8. The method according to claim 2, wherein:

at least one reference rule includes at least one operation considering a first set of quantifications of phenotypical descriptors, for the calculation of a reference value of a daily intake of a nutrient, and

at least one target rule includes at least one operation aimed at defining a fixed value of a daily intake of said nutrient based on at least one threshold value reached by at least one quantification of a phenotypical and/or genotypical descriptor, for the calculation of a target value of a daily intake of the nutrient.

9. The method according to claim 1, wherein a phenotypical descriptor is calculated from a sum of scores, each score quantifying a physiological condition of the individual.

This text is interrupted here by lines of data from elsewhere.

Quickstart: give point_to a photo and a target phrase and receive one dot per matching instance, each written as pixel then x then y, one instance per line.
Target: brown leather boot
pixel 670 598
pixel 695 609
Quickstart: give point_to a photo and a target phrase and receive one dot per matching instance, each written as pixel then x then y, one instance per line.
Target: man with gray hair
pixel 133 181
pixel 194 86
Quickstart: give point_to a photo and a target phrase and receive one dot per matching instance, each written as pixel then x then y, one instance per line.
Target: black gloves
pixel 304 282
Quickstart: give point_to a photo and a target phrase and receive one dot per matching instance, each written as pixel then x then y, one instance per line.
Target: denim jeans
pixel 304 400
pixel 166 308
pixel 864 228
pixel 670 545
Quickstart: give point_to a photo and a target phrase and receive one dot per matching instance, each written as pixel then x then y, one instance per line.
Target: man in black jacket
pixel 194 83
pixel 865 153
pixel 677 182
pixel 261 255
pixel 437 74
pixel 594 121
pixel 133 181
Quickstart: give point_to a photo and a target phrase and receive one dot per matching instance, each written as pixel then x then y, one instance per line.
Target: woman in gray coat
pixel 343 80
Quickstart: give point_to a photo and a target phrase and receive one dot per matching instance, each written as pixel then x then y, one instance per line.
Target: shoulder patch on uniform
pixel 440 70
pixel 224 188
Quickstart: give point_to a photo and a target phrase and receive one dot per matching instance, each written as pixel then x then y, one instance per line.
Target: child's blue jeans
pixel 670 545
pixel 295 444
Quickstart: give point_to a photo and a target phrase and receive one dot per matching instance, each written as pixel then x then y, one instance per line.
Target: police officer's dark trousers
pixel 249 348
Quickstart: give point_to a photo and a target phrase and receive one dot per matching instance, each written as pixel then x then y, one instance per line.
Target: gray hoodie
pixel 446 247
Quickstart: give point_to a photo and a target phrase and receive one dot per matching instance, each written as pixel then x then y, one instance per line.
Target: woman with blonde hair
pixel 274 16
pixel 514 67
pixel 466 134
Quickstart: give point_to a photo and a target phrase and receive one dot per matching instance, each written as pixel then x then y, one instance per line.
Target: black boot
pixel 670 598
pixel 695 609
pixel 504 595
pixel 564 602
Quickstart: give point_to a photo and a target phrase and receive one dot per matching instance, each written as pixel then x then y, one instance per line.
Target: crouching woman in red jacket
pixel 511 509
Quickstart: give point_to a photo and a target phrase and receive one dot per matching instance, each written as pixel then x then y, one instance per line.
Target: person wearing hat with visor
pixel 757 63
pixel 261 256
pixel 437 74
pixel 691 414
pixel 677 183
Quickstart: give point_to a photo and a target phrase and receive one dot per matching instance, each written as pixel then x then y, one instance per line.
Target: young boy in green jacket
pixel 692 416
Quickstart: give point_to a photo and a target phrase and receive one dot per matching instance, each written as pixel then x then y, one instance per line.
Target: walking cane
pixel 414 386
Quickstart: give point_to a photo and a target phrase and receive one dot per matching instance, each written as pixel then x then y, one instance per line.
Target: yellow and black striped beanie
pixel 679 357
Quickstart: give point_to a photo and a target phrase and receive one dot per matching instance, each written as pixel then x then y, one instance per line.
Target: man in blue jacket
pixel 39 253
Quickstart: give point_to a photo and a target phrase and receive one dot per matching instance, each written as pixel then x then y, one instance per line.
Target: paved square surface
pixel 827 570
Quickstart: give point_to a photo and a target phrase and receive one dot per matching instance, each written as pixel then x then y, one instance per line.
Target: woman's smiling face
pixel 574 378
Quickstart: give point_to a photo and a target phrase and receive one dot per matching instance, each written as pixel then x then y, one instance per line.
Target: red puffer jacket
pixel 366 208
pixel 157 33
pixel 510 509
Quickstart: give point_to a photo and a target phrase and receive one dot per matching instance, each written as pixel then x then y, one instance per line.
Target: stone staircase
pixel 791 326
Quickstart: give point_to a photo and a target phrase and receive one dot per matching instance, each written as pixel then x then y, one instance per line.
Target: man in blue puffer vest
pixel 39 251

10. The method according to claim 1, further comprising generating a list of recipes, said list of recipes being extracted from a recipe database comprising a set of recipes each containing a list of ingredients, each ingredient being associated with a list of macronutrients and micronutrients, each of said nutrients being quantified for a recipe according to a value and at least one time data quantifying a time period during which the nutrients are present in the body, said extraction operation correlating target values of daily intakes of nutrients with the recipe base in order to produce a list of recipes for a plurality of days.

11. The method according to claim 10, wherein the recipe base is filtered from a selection of predetermined ingredients, said recipes generated in the list not comprising the filtered ingredients.

12. A system comprising a memory to store a repository comprising at least predefined data for thresholds, ranges of values, scale of values, and predefined calculation rules, the system also comprising a data acquisition interface for a first and a second data set for at least one individual and a memory for storing said data, the system comprising a calculator to execute a set of rules and an inference engine to produce a composite nutritional index using the method according to claim 1, the system also comprising a display for displaying said composite nutritional index.